The practice of philosophy therefore requires its practitioners to address questions of the greatest profundity, using a logical approach that eschews the assumptions that underly most daily undertakings, and which cannot ever reach a “provable” final conclusion because the fruits of the exercise are not quantifiable. 

Why bother?

There are those who think that such an undertaking, yielding such a result, it not worth the effort.  But despite the absence of hard answers, human beings have been grappling with these questions for as long as they have been “human”: from the ancient Greeks, to the builders of the Egyptian pyramids before them, to Stone Age cave painters and tool makers before them, and on and on back to the most distant pre-history.  One might therefore argue that, despite the fact that you cannot put a bow on it and ever call it “finished”, some sort of philosophical inquiry is a requirement for a full life.  It may come in any number of forms, but at some point it would seem to be as necessary to human life as water.

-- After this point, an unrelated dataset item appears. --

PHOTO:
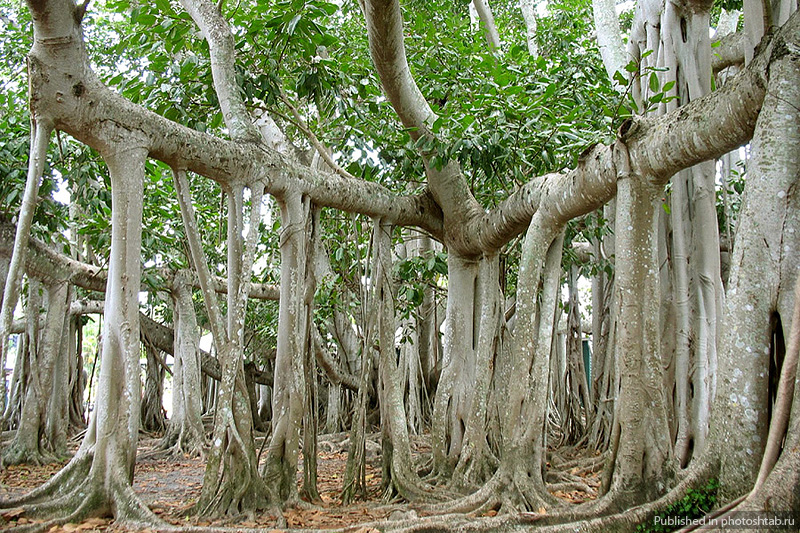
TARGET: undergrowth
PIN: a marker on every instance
(696, 504)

I was therefore very pleased to narrate The Human Place in the Cosmos, by Max Scheler, for University Press Audiobooks.  Scheler, a German philosopher who died in 1928, was one of the leading voices of phenomenology, or the study of the experience of reality.  He examined traditions ranging from Greek rationalism, to Judeo-Christian theism, to Darwinian natural science, in an effort to answer the questions “What is man?”, and “What is our role in the universe?”.  He proposed as an answer what he called a “philosophical anthropology”.  It was an approach that influenced thinkers as varied as his fellow German philosopher Martin Heidegger, and Karol Wojtyla, later to become Pope John Paul II.

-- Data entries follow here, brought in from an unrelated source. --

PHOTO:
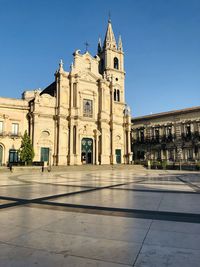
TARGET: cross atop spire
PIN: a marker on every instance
(120, 46)
(109, 16)
(109, 41)
(86, 46)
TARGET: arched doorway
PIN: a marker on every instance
(1, 155)
(87, 151)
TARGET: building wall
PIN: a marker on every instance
(12, 111)
(81, 117)
(172, 136)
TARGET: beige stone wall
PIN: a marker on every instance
(12, 111)
(58, 117)
(184, 143)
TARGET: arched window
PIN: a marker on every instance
(115, 95)
(118, 95)
(116, 63)
(101, 65)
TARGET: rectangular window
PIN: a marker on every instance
(15, 128)
(1, 127)
(74, 94)
(87, 108)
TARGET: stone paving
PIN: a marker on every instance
(112, 218)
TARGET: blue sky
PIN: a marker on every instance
(161, 39)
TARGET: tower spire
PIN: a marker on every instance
(99, 49)
(109, 41)
(120, 46)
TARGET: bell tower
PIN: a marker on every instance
(111, 64)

The Human Place in the Cosmos is one branch of a giant philosophical tree.  If you care to take a reflective detour from your everyday life, there are a limited number of free US and UK promo codes that can be redeemed on Audible.  Otherwise, the book is available where audiobooks are sold.  It is not “beach reading”, but it is winter after all, and you might find that the insight is worth the effort.  And if some of the ideas bear repetition (as they probably will from time to time) you can always hit “replay”.